La résolution a mis fin à la dernière guerre qu’ils ont menée en 2006 et comprenait un appel au sud du Liban pour qu’il soit débarrassé de tout personnel armé ou d’armes autres que celles de l’État libanais et d’une force de maintien de la paix de l’ONU.

Israël a lancé l’offensive contre le Hezbollah – qu’il interdit comme organisation terroriste – après près d’un an de combats transfrontaliers déclenchés par la guerre à Gaza.
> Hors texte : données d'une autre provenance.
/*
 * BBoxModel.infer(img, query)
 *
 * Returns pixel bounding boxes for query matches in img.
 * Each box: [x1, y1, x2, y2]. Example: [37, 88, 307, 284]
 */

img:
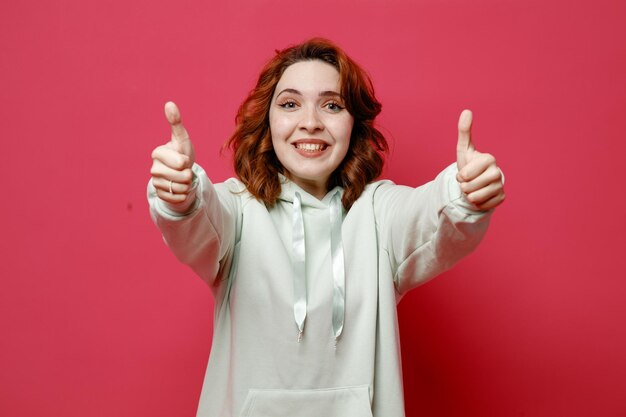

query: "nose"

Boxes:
[300, 106, 324, 132]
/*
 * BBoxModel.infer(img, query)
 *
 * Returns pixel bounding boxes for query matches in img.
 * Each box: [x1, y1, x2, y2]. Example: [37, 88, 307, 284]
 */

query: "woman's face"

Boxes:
[269, 60, 354, 198]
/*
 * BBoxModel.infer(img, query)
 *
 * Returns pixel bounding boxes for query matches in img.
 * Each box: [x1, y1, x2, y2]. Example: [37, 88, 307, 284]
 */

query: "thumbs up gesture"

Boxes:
[456, 110, 505, 210]
[150, 101, 195, 208]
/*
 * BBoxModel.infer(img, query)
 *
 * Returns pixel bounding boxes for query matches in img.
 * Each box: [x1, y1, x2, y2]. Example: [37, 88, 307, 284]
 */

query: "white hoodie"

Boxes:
[148, 165, 491, 417]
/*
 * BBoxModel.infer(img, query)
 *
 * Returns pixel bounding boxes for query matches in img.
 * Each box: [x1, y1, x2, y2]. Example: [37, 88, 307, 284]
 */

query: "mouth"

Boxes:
[294, 143, 328, 153]
[292, 139, 330, 154]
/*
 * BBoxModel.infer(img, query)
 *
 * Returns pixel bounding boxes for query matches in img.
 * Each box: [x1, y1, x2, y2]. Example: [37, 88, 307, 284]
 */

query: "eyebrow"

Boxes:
[276, 88, 342, 98]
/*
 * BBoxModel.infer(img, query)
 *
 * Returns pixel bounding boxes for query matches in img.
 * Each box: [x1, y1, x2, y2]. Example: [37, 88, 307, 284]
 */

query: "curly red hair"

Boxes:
[226, 38, 389, 210]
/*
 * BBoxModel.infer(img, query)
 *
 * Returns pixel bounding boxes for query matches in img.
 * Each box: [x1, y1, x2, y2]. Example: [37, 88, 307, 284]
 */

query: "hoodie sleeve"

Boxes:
[148, 164, 240, 286]
[374, 164, 492, 296]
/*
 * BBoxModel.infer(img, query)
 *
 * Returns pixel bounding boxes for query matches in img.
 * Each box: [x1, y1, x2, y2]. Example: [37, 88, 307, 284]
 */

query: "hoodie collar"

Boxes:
[279, 175, 345, 346]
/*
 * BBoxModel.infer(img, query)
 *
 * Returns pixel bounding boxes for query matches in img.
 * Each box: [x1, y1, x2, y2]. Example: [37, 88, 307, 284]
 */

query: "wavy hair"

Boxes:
[225, 38, 389, 210]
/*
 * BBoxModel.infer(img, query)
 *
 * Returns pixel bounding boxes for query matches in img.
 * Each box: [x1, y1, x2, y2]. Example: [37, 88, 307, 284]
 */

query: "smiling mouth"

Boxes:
[294, 143, 328, 152]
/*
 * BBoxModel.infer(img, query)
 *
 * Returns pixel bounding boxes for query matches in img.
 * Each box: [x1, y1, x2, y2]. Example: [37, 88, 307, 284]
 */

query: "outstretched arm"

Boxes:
[148, 102, 237, 285]
[375, 110, 504, 294]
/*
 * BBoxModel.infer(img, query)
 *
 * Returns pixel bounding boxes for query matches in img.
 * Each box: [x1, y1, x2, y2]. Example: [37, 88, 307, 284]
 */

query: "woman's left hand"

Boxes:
[456, 110, 505, 210]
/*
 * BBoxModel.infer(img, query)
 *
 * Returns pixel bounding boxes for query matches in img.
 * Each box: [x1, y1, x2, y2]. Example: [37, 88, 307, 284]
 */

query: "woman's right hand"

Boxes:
[150, 101, 195, 208]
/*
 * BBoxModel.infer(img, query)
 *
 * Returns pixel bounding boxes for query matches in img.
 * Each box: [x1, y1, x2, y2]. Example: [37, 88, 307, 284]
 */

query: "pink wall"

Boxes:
[0, 0, 626, 417]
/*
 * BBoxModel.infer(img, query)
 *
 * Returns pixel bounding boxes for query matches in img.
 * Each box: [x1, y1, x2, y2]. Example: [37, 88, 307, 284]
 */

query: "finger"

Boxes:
[457, 151, 497, 182]
[165, 101, 189, 142]
[150, 160, 193, 184]
[465, 183, 504, 207]
[152, 177, 192, 194]
[477, 192, 506, 211]
[155, 188, 188, 204]
[460, 166, 502, 194]
[456, 110, 474, 153]
[152, 143, 191, 171]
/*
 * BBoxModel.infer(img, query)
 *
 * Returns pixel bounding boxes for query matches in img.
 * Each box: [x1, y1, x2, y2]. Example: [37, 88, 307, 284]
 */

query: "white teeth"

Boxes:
[296, 143, 325, 152]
Il affirme vouloir garantir le retour en toute sécurité des dizaines de milliers d’habitants des zones frontalières du nord d’Israël déplacés par les attaques à la roquette lancées par le Hezbollah en soutien aux Palestiniens au lendemain de l’attaque meurtrière de son allié le Hamas contre Israël le 7 octobre 2023.

Depuis, plus de 2 800 personnes ont été tuées au Liban, dont 2 100 au cours des cinq dernières semaines, et 1,2 million d’autres ont été déplacées, selon les autorités libanaises.

Les autorités israéliennes affirment que plus de 60 personnes ont été tuées dans le nord d’Israël et sur le plateau du Golan occupé.